Appeals Courts Pushed to Right by Bush Choices

One of the reasons liberals use to describe the importance of this election and why independents should choose Obama is to keep balance on the Supreme Court. That's certainly true and the Supreme Court gets most of the attention of the press and this blog, but it's not the only important court.

The New York Times reported Appeals Courts Pushed to Right by Bush Choices.

"Republican-appointed judges, most of them conservatives, are projected to make up about 62 percent of the bench next Inauguration Day, up from 50 percent when Mr. Bush took office. They control 10 of the 13 circuits, while judges appointed by Democrats have a dwindling majority on just one circuit." W. appointed 61 judges, Clinton 65. The federal courts are even more important since the Supreme Court is only taking about 75 cases a year, about half as many as it used to. Roberts talked about increasing that number but it hasn't happened yet.
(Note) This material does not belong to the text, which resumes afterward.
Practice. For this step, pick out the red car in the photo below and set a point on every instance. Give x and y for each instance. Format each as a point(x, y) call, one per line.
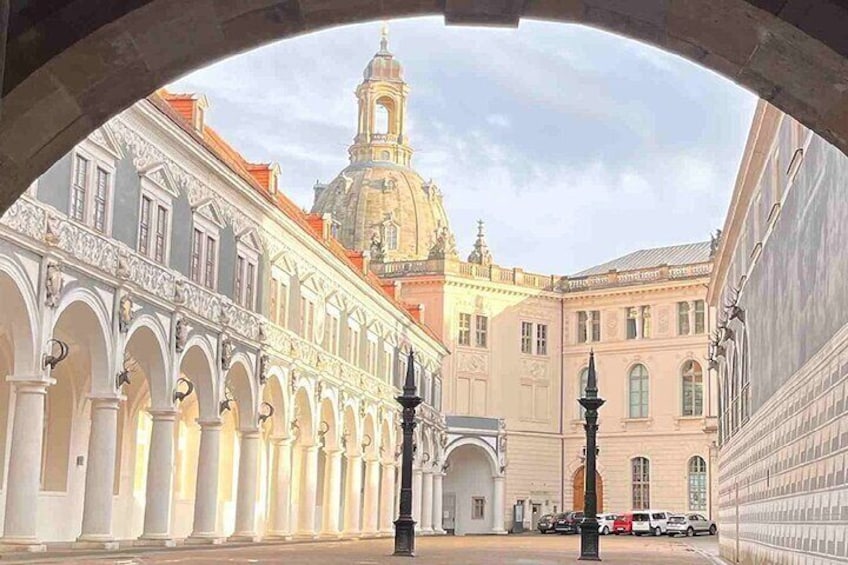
point(623, 524)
The story that leads off the article makes the point perfectly:

"After a group of doctors challenged a South Dakota law forcing them to inform women that abortions “terminate the life of a whole, separate, unique living human being” — using exactly that language — President Bush’s appointees to the federal appeals courts took control. A federal trial judge, stating that whether a fetus is human life is a matter of debate, had blocked the state from enforcing the 2005 law as a likely violation of doctors’ First Amendment rights. And an appeals court panel had upheld the injunction. But this past June, the full United States Court of Appeals for the Eighth Circuit voted 7 to 4 to overrule those decisions and allow the statute to take immediate effect. The majority argued that it is objectively true that human life begins at conception, and that the state can force doctors to say so."
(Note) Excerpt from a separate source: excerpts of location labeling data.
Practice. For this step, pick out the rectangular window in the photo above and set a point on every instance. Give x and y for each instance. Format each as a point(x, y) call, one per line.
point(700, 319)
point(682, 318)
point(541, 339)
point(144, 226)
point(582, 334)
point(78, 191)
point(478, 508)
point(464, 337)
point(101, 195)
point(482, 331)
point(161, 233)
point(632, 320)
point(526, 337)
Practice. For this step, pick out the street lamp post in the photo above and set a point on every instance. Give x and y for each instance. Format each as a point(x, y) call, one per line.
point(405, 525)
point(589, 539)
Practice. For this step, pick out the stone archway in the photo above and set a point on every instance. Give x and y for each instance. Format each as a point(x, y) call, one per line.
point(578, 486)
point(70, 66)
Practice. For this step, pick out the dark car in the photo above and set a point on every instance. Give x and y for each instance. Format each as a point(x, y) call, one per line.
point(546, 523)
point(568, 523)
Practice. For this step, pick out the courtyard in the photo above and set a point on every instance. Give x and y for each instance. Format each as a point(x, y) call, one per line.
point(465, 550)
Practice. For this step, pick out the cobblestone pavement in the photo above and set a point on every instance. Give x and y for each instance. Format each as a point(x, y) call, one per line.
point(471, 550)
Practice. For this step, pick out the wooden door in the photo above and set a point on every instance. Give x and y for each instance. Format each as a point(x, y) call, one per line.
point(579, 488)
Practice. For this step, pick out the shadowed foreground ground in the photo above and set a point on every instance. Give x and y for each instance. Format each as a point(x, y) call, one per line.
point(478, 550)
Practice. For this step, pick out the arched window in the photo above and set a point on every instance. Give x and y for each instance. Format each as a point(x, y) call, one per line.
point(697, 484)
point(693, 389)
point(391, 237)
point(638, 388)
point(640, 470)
"In the case of the 2005 South Dakota abortion law, the dissenters — including two Democratic appointees, a Reagan appointee, and a Bush appointee — portrayed the court’s decision as a sharp change in direction. The majority, they contended, had not only bypassed “important principles of constitutional law laid down by the Supreme Court” but also violated the appeals court’s established standards for issuing preliminary injunctions."

"Senator John McCain, the Republican presidential nominee, has promised to appoint judges in the same ideological mold as Mr. Bush did, while Senator Barack Obama, a Democrat, has said he will select judges with greater “empathy” for the disadvantaged."

"An Obama victory could roll back the Republican advantage on the appeals courts and even create a Democratic majority by 2013, according to a study of potential vacancies by Russell Wheeler of the Brookings Institution. But if Mr. McCain wins, Republicans could achieve commanding majorities on all 13 circuits."